Claude Opus 4.7 sits at the top of Anthropic’s current Claude 4 API catalog. It is not a lightweight or cost-reduced offering; it is the most capable model Anthropic publishes for general use. Accessing it requires an API key, incurs per-token costs, and routes prompts through Anthropic’s infrastructure. Qwen3.6-35B-A3B runs on hardware you own, produces output that never leaves your machine, and costs nothing per query beyond electricity.

The Qwen team at Alibaba has been releasing capable open-weight models consistently since Qwen2, with each generation pushing further into territory previously held only by closed frontier APIs. The MoE architecture has been central to that progress; it allows them to publish models with high capability ceilings that remain practical on consumer hardware. DeepSeek’s work through 2024 and 2025 demonstrated a similar pattern in reasoning tasks, and Qwen3 extends it into creative and generative domains.

The pelican result is one qualitative data point from one evaluator on one task, not a comprehensive capability benchmark. But SVG generation is not a narrow synthetic test either: it requires visual knowledge, spatial reasoning, code generation, and multi-step structural coherence. A model that outperforms Opus 4.7 on that task is demonstrably capable across a meaningful range of abilities.
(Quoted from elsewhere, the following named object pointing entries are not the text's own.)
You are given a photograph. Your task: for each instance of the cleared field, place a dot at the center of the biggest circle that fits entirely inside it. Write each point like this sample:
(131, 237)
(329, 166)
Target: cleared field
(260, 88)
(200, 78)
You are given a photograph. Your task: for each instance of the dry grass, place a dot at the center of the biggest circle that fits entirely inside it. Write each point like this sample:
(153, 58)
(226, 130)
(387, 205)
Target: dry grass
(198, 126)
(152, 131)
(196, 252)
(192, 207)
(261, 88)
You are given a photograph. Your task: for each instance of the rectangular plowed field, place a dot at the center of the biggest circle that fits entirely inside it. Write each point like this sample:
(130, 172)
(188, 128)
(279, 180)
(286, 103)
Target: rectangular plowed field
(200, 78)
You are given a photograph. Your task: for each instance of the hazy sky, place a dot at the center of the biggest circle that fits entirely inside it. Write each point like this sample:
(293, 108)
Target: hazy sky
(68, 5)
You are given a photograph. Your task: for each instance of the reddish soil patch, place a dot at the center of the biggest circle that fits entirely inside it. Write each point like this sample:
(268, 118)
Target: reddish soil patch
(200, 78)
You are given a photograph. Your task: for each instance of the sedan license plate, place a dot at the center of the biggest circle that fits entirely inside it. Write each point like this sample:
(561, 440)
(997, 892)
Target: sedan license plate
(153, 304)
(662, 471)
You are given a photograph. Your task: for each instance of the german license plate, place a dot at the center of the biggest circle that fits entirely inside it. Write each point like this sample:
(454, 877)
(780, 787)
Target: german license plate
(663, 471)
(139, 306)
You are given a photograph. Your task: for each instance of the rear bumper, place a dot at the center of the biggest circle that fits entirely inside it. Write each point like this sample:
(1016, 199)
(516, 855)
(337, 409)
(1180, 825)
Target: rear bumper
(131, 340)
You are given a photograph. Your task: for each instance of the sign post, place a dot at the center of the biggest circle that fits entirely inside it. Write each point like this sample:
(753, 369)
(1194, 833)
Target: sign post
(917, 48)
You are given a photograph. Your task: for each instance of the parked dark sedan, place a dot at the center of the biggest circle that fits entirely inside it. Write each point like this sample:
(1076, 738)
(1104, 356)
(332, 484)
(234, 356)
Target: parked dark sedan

What the Shift Actually Means

The practical implications change when locally-runnable models become hard to distinguish from expensive API-accessed ones. Use cases that were previously gated behind per-token cost or rate limits become things you can run in tight loops, on private data, with no network latency and no usage meter.

For workflows involving code generation, document processing, or any task where you want to run many queries without tracking cost per call, a locally-runnable model that approaches frontier quality changes the economics entirely. The SVG pelican is a narrow demonstration, but the architecture that makes it possible applies equally to code completion, data extraction, structured generation, and local agent workflows where you want to call a capable model hundreds of times without thinking about the bill.

The hardware requirement for Qwen3.6-35B-A3B covers most modern developer workstations and a substantial share of the current MacBook Pro and Mac Studio lineup. This is not an aspirational capability for future hardware; it is something you can set up today with Ollama in a few minutes if you have the right machine.

The broader trajectory here is one where the open-weight ecosystem has moved from “competitive on benchmarks” to “better than Opus on the pelican test on my laptop.” That progression has been faster than most estimates from two years ago suggested, and Simon’s longitudinal documentation of individual test results, accumulated with consistent methodology across many releases, remains one of the cleaner ways to actually track it.